As such, the application for summary judgment ought
to be refused.
[11]
The onus to prove a breach of the restraint agreement will rest upon
the plaintiff at trial.
In this case that will require proof of
“solicitation” or “enticement” of each of the
clients in respect
of whom a breach is alleged. The pleaded defence,
namely that the applicant was approached by certain clients and that
she did
not “solicit” or “entice” these
persons, if established at trial, constitutes a sound defence in
law.
[1]
The determination of
this factual issue is, quintessentially, a triable issue.
[12]
Base on this conclusion, it is unnecessary to consider the
interpretation question or the reliance
upon the Conventional
Penalties Act in detail.

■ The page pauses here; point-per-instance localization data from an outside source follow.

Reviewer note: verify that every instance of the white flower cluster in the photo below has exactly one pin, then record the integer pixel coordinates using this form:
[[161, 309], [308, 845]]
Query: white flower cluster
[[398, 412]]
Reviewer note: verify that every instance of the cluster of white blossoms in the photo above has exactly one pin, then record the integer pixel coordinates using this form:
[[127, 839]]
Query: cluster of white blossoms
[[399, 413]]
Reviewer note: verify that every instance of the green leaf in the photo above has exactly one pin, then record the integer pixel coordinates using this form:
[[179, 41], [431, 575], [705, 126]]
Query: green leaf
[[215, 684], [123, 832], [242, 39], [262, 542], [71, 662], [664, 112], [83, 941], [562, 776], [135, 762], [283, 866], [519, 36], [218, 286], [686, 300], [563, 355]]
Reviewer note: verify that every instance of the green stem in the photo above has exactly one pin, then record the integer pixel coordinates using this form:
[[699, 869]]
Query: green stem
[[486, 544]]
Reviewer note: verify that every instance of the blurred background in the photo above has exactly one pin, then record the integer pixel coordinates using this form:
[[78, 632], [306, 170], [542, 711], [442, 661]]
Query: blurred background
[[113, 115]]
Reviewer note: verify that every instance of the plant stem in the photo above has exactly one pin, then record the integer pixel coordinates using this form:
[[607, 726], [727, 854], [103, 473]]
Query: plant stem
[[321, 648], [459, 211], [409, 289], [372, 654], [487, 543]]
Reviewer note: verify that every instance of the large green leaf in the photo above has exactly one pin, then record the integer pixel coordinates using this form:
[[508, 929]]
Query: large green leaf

The former issue may well require
consideration of appropriate contextual or background
evidence,
notwithstanding that it concerns interpretation of an agreement.
[13]
It follows therefore that I am satisfied that the defendant has
raised a
bona fide
defence. Accordingly, summary judgment must
be refused in both matters.
[14]
I make the following order:
1.
The applications for summary judgment in Case No. 340/2021 and Case
No. 763/2021
are dismissed.
2.
The defendant is granted leave to defend in Case No. 340/2021 and
763/2021.
3.
The costs of the application for summary judgment shall be costs in
the cause
in each matter.
___________________________
G.G.
GOOSEN
JUDGE
OF THE HIGH COURT
APPEARANCES:
Obo
the Plaintiff:
:
Adv J M Ramsay
Instructed
by
:
Van Heerden Attorneys
Obo
the Defendant
:
Adv Dwayi
Instructed
by
:
Nicole Oosthuizen Attorneys
Heard
:
16 November 2021
Delivered
:
7 December 2021
[1]
Cf
Cargocare Freight Services (Pty) Ltd v Raath (2021/37630) [2021]
ZAGPJHC 497 (28 September 2021) par [24] – [26]).